Cyclosporine A prevents vascular hyperpermeability after hemorrhagic shock by inhibiting apoptotic signaling.

BACKGROUND

Hemorrhagic shock (HS) is associated with the activation of caspase-dependent or -independent apoptotic signaling pathways, disruption of endothelial cell adherens junctions, and vascular hyperpermeability. Recent studies have suggested that the vascular hyperpermeability observed after HS is associated with activation of the intrinsic apoptotic signaling cascade resulting in caspase-mediated cleavage of endothelial cell adherens proteins and subsequent cell-cell detachment. We hypothesized that cyclosporine A (CsA) would attenuate vascular hyperpermeability after HS by protecting mitochondrial transition pores and thereby preventing the activation of caspase-mediated apoptotic signaling. The objective of this study was to determine the effect of CsA on, HS-induced hyperpermeability, mitochondrial membrane depolarization, mitochondrial release of cytochrome c, and caspase 3 activation.

METHODS

HS was induced in Sprague-Dawley rats by withdrawing blood to reduce the mean arterial pressure to 40 mm Hg for 60 minutes. CsA (10 microL/mL) was given 10 minutes before the shock period. The mesenteric postcapillary venules of the proximal ileum were monitored for permeability changes using intravital microscopy. The changes in mitochondrial transmembrane potential were determined using the cationic dye JC-1. Mitochondrial release of cytochrome c in to the cytosol was detected using ELISA. Caspase-3 activity was measured using a fluorometric assay.

RESULTS

HS induced vascular hyperpermeability, release of cytochrome c, and activation of caspase-3 (p < 0.05).
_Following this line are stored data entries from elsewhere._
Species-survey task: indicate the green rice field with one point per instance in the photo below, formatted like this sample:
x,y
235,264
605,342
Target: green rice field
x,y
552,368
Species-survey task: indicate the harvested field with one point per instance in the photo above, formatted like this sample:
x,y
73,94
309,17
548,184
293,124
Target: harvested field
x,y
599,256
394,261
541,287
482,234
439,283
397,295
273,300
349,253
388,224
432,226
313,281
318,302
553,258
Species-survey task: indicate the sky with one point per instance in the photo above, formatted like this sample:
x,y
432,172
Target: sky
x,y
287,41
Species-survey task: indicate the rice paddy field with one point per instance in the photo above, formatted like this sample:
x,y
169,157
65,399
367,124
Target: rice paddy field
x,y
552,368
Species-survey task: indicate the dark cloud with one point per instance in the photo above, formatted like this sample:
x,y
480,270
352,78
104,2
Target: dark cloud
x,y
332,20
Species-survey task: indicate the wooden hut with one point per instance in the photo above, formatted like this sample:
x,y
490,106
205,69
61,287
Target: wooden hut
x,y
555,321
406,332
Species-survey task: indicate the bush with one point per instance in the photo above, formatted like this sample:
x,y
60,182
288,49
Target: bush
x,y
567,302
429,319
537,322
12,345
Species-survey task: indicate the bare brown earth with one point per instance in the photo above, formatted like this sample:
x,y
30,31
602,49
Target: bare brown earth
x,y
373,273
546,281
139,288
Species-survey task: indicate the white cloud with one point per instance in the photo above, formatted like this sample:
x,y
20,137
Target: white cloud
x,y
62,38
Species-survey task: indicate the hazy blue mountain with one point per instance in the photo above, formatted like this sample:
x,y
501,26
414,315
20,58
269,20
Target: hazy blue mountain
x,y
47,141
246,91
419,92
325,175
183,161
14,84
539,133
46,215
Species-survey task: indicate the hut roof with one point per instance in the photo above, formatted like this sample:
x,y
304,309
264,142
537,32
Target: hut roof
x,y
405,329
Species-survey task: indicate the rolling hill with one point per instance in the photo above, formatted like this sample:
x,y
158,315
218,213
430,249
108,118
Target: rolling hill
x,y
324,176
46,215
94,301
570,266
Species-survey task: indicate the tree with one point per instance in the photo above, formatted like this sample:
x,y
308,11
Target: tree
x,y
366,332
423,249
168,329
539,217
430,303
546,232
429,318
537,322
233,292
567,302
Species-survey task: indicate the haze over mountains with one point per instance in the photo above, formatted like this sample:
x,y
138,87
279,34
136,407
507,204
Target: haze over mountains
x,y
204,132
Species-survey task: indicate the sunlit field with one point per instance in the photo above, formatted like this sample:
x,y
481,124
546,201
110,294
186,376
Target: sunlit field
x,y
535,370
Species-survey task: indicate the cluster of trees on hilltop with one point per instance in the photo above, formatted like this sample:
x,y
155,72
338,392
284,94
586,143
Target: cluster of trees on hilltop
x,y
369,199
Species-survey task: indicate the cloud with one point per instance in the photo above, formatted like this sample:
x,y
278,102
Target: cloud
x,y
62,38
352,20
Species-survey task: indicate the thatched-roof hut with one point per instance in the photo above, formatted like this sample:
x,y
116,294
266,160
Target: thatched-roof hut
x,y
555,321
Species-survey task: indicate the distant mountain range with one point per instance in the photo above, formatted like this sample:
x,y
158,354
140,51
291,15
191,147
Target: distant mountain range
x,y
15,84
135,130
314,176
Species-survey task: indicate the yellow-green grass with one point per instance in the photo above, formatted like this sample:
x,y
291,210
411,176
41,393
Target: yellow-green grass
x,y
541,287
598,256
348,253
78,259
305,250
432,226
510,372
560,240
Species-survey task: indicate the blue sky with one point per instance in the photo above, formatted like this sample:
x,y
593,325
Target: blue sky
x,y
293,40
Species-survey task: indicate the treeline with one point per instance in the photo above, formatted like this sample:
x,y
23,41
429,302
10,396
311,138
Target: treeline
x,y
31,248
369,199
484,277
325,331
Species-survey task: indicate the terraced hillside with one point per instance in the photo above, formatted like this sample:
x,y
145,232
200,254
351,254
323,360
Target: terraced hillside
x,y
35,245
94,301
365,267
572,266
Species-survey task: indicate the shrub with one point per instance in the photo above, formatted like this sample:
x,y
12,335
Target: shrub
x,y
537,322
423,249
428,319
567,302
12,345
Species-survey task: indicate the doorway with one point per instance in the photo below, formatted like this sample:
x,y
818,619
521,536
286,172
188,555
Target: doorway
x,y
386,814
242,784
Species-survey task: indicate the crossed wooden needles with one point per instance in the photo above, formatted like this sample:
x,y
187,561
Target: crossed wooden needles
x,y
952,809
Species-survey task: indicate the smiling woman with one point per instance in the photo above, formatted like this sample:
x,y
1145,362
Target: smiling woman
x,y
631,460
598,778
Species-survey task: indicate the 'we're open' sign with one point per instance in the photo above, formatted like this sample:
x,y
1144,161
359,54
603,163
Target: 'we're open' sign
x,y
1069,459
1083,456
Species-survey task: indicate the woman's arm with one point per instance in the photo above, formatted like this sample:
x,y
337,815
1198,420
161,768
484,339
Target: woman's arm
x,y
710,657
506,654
CsA (10 microL/mL) attenuated HS-induced hyperpermeability (p < 0.05) and prevented HS-induced decrease in mitochondrial transmembrane potential. CsA treatment decreased the HS-induced rise in cytosolic cytochrome c levels and caspase-3 activity (p < 0.05).

CONCLUSIONS

These findings demonstrate that CsA protects mitochondrial permeability transition pores to prevent HS-induced release of cytochrome c and caspase-3 activation.